Oyster’s Garter has a new home at Slate’s girl blog, XX.  (While I have some issues with doublex, I love Miriam’s writing, and I hope this means she’s getting some $$ for her work!)  She discusses some new research that finds that whiny offspring are starved by earwig moms.

Hymenoptera

Birder’s Lounge discovers a little Braconid wasp that is parasitizing…something!….near her bird feeder. With Nifty video!  Anna’s Bee World covers leafcutting bees with lovely photos.

Diptera

PhotoSynthesis covers flies that mug ants.  Your crumbs or your life!

Odonata

Better late than never! Urban Dragon Hunters went to Nicaragua in March, and has many lovely shots of the dragons and damsels to be found there.

Lepidoptera

Doug of Gossamer Tapestry finds not one, but TWO endangered species on his trip to the dunes.

Homoptera/Auchenorrhyncha
Wandering Weeta finds some Aphid Mummies! (Also, no one please gripe at me over the use of Homoptera–that whole Hemipteran clade is a mess, and it seems the orders change monthly.)

Dictyoptera

On the heels of an NPR interview in which an entomologist claimed there were roaches in your coffee and chocolate….I answer the question “OMGBUGZINMAIFOODS?

Arachnida

The Ranger’s Blog covers the media hysteria about the Giant Spiders That Attacked Australia (not).

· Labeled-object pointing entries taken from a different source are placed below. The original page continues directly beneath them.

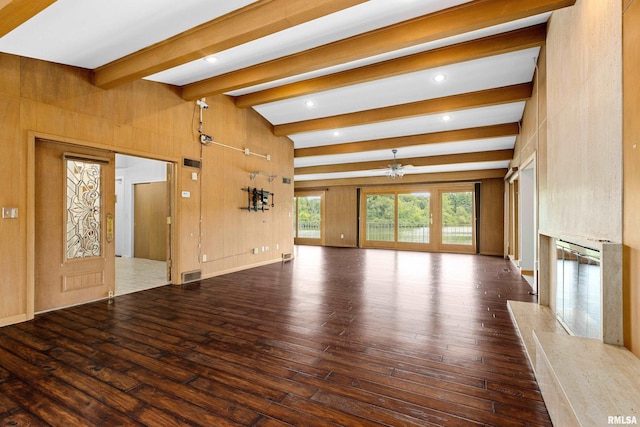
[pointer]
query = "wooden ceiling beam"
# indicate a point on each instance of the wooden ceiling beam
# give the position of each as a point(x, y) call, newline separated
point(445, 159)
point(484, 132)
point(483, 98)
point(489, 46)
point(464, 176)
point(449, 22)
point(254, 21)
point(14, 13)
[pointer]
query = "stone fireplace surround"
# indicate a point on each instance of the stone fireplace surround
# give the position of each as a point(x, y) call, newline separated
point(584, 382)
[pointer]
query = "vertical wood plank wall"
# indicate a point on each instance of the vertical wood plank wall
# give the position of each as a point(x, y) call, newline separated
point(148, 120)
point(631, 156)
point(341, 210)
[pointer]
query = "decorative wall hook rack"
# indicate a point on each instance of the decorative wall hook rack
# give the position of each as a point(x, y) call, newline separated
point(253, 175)
point(258, 199)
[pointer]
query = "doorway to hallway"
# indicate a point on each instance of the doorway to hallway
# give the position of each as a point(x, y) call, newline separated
point(143, 206)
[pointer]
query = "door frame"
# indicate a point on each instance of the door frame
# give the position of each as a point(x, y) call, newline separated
point(32, 137)
point(308, 241)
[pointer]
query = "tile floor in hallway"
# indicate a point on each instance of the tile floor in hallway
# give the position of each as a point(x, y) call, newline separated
point(139, 274)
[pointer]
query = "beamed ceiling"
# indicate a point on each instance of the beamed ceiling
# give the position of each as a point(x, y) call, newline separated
point(346, 80)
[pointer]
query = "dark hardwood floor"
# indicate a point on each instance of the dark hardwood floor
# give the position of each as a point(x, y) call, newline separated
point(336, 337)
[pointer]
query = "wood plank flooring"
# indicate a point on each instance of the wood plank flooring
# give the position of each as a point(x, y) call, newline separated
point(336, 337)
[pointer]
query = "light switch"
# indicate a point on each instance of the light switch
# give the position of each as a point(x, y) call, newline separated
point(9, 213)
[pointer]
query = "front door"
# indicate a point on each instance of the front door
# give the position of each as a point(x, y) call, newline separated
point(74, 225)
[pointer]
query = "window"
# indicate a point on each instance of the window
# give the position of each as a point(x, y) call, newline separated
point(309, 218)
point(429, 218)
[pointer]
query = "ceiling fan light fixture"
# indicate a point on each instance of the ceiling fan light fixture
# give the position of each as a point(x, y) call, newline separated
point(439, 78)
point(396, 170)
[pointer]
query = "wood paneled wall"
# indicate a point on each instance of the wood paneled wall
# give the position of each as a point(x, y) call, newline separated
point(341, 210)
point(492, 217)
point(631, 183)
point(149, 120)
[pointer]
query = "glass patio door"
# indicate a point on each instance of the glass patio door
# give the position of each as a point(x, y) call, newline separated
point(428, 218)
point(308, 223)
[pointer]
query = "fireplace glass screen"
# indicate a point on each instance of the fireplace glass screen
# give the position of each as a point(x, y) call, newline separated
point(578, 292)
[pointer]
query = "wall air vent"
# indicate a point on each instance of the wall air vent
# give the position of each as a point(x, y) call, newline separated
point(191, 276)
point(191, 163)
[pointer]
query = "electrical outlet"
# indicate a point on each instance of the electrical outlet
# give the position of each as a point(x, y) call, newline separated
point(9, 213)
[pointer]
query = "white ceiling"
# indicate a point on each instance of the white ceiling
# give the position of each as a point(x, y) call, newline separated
point(91, 33)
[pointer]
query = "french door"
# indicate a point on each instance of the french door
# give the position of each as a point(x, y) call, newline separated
point(428, 218)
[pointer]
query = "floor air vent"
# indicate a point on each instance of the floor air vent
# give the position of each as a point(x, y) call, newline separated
point(191, 276)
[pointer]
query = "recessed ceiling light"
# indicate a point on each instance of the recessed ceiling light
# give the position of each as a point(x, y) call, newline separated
point(439, 78)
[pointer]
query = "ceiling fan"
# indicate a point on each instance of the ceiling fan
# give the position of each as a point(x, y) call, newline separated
point(396, 170)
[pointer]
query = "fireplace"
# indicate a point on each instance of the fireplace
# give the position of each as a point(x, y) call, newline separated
point(578, 290)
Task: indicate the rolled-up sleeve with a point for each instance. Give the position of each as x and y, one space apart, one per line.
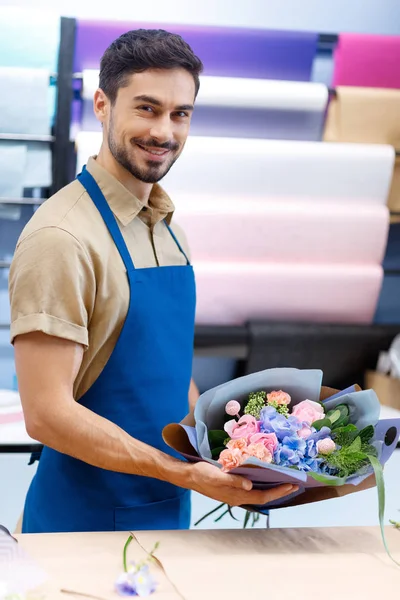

Tgaw has an amazing story of baby ticks hatching.

Crustacea

Marmokrebs discusses introduced crayfish species in two very different areas of the world–and how tasty they are.

Cnidaria

NeuroDojo discusses whether or not Jellyfish have brains.

Thus endeth the June issue of the Circus of the Spineless.
The next issue will be hosted on the first Monday in July by Cheshire. Go Bug Blogs!

14 thoughts on “Circus of the Spineless #39

  1. Ptygmit

    I live just up the road from where that spider story started (Bowen). Pretty cool spiders are the whistlers, but the proportion of the media beat up was crazy. The local paper (Bulletin) is nothing but glorified bog roll!

  2. Mark D.

    I though at first this was going to be some rant about the wishy-washy. Oh, how Bug Girl loves her invertebrates!

  3. What fun!

    (Next time please use a deadline … I would have written up my Bob story sooner. It’ll just have to go in the next edition.)

    Now, can someone explain to me why “geoduck” is pronounced “gooey-duck”?